Closed dheeraj-crl closed 6 months ago
@dheeraj-crl thanks for reporting, this seems quite important. It might be that one of the active-record tests we are ignoring is covering that (we don't have full active-record test suite coverage yet). If you could find a way to generate an example using the rails bug report template this would improve considerably the time to find the bug origin. Maybe if you can run a console in one of your failing QA clusters and isolate a specific part of your schema ?
I'll look into it soon as well!
hey @BuonOmo this was discovered by me, cockroachdb support created the issue. I'll take a look at the link for the bug report template and see if I can expedite your ability to reproduce
@BuonOmo do you know if there is a template with crdb setup already? Maybe I just branch off this repo?
ah actually, this might be impossible to produce in a test environment. I think it might only occur when connected to a real cluster. Like you said, need to run in a console in the QA cluster, and can use that template as a guide
I guess you found a way to adapt the template. Otherwise I'm always using the bin/console
script as a basis for my tests, it may help you as well.
Those errors only in prod env are a pain... And without your context I might have a really hard time to reproduce! I'll see (hopefully next week) if I can get access to clusters for testing. Your help is still very appreciated though!

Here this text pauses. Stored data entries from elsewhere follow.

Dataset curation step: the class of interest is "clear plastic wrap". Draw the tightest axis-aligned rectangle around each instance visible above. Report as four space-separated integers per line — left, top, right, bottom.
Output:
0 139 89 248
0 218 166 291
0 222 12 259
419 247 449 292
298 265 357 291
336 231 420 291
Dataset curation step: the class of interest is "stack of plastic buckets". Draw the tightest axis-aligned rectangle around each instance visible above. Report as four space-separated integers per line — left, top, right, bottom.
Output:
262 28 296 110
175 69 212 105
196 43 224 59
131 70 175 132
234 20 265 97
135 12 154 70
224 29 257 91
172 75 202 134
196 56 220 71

Ok was able to reproduce with something similar to the template. Here is what I ran:
Rails.logger.level = 0
ActiveRecord::Base.establish_connection(:cockroachdb)
ActiveRecord::Schema.define do
create_table :posts, force: true do |t|
t.string :other_id
end
end
class Post < CockroachDbApplicationRecord
end
Post.create_or_find_by!(other_id: '123')
this is what my CockraochDbApplicationRecord looks like:
class CockroachDbApplicationRecord < ActiveRecord::Base
self.abstract_class = true
self.implicit_order_column = :created_at
connects_to database: { writing: :cockroachdb, reading: :cockroachdb }
end
and this is what my database.yml looks like (notable is use_follower_reads_for_type_introspection is true):
production:
cockroachdb:
adapter: cockroachdb
username: ***
password: ***
host: ***
port: ***
encoding: utf8
strict: true
migrations_paths: db/cockroachdb_migrate
sslrootcert: ***
use_follower_reads_for_type_introspection: true
schema_cache_path: db/cockroachdb_schema_cache.yml
lifetime: 1800
hijack:
namer: AfCrdb::DbNamer
database: ***
Table locality must not matter cuz its clearly the default from the script that creates the posts table
Based on what you said I tried this script locally:
require "active_record"
ActiveRecord::Base.logger = Logger.new(STDOUT)

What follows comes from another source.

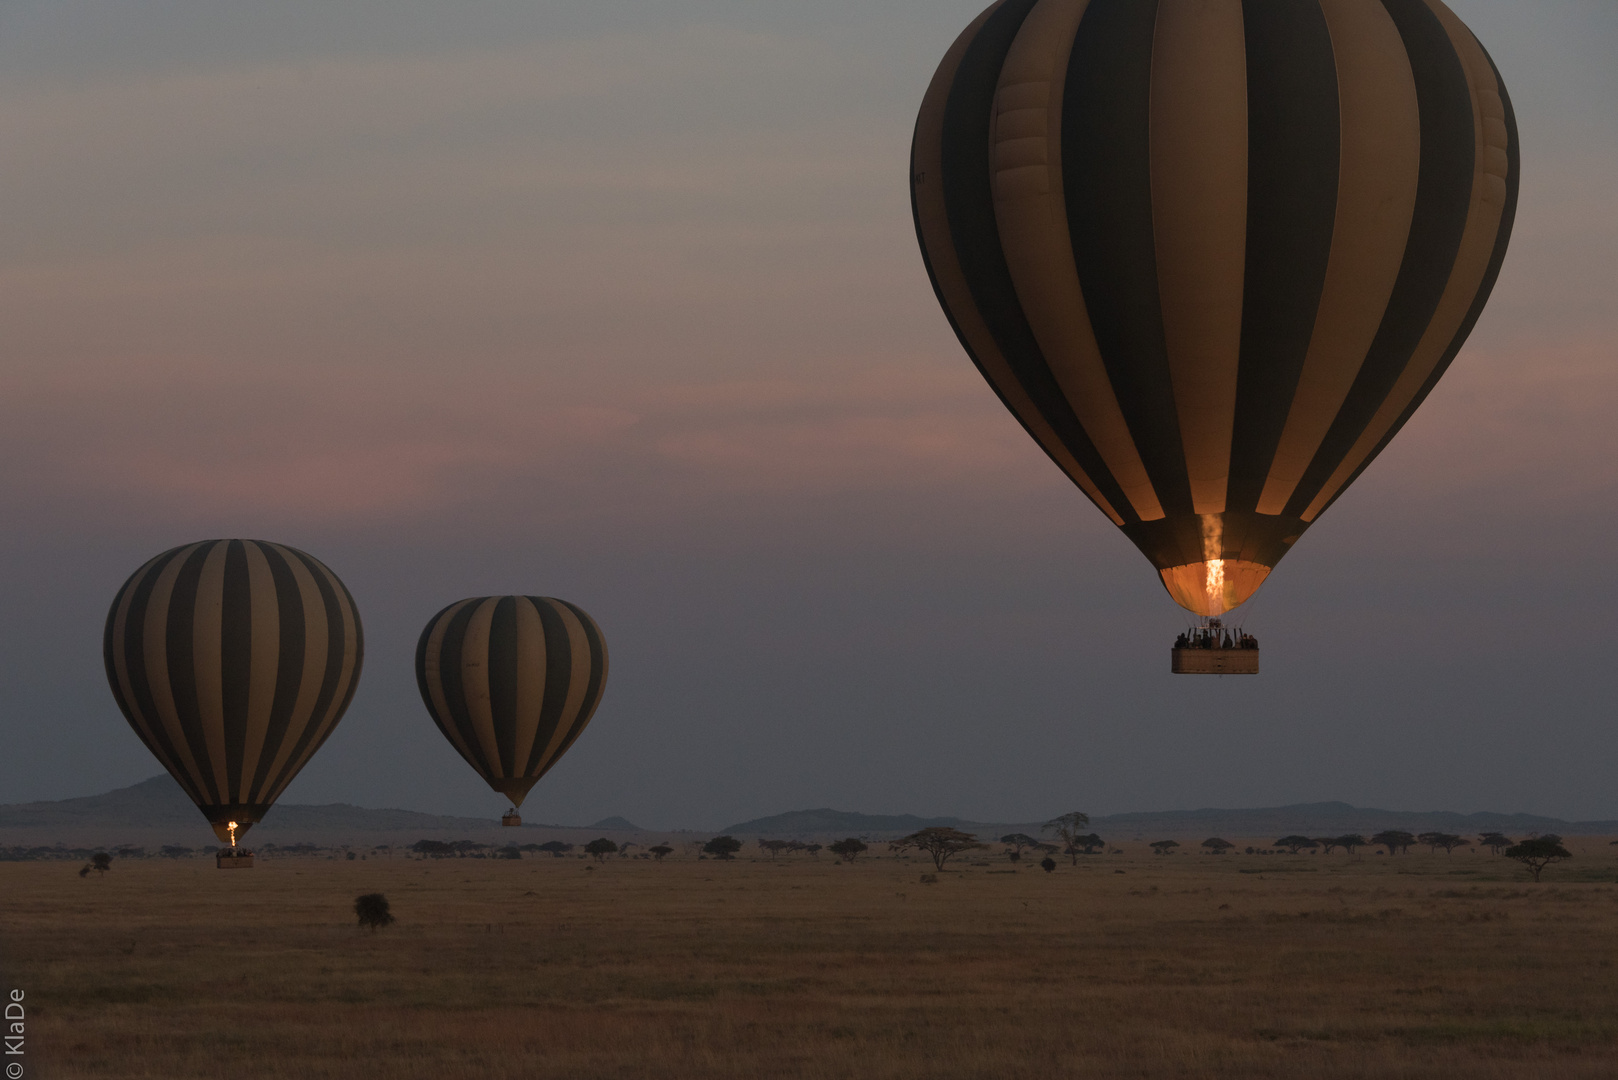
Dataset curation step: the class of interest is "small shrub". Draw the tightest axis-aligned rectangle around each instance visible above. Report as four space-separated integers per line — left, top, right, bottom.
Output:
1040 857 1057 873
355 893 395 930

ActiveRecord::Base.configurations = {
"cockroachdb" => {
adapter: "cockroachdb",
host: "localhost",
port: 26257,
user: "root",
database: "ar_crdb_console",
use_follower_reads_for_type_introspection: true
}
}
ActiveRecord::Base.establish_connection(:cockroachdb)
ActiveRecord::Schema.define do
create_table :posts, force: true do |t|
t.string :other_id
end
end
class CockroachDbApplicationRecord < ActiveRecord::Base
self.abstract_class = true
self.implicit_order_column = :created_at
connects_to database: { writing: :cockroachdb, reading: :cockroachdb }
end
class Post < CockroachDbApplicationRecord
end
Post.create_or_find_by!(other_id: '123')
It doesn't reproduce any error for me. Could you try it in your environment and if it works describe me your crdb setup?
Note that to run this script you must have active_record
and this adapter in your Gemfile and run it with bundle exec
You have to run it against an actual cluster, the error doesn't occur locally.
I also don't get an error when running your script locally, but do get it when running against a cluster
You have to run it against an actual cluster, the error doesn't occur locally.
Could you inform me more about your cluster setting?
plan_type: Dedicated standard cloud: aws capacity: 9 nodes, 4 vCPUs, 35 GiB disk regions: us-east-1, us-east-2, us-west-2 Version: v23.1.15
Hi @grantpaulson6,
We've been working on the issue recently. Unfortunately, even in a cluster there is still no reproduction on my side. The cluster is fairly similar to yours, so the error is more likely to hide in configurations or machine state. FYI, here's our cluster configuration:
plan_type: Dedicated standard
cloud: aws
capacity: 9 nodes, 2 vCPUs, 15 GiB disk
regions: us-east-1, us-east-2, us-west-2
Version: v23.1.14
With that said, I've updated the script to generate the list of raw queries. Could you run the new script and paste the output of the sql-trace
file (there should be no need of redacting anything, but I'd advise to check just in case)? We could compare that with the output I had and see if there is a difference at that level
I'll also compare the output of that script with both the current adapter version (7.1) and 7.0 to see if we can spot an important change.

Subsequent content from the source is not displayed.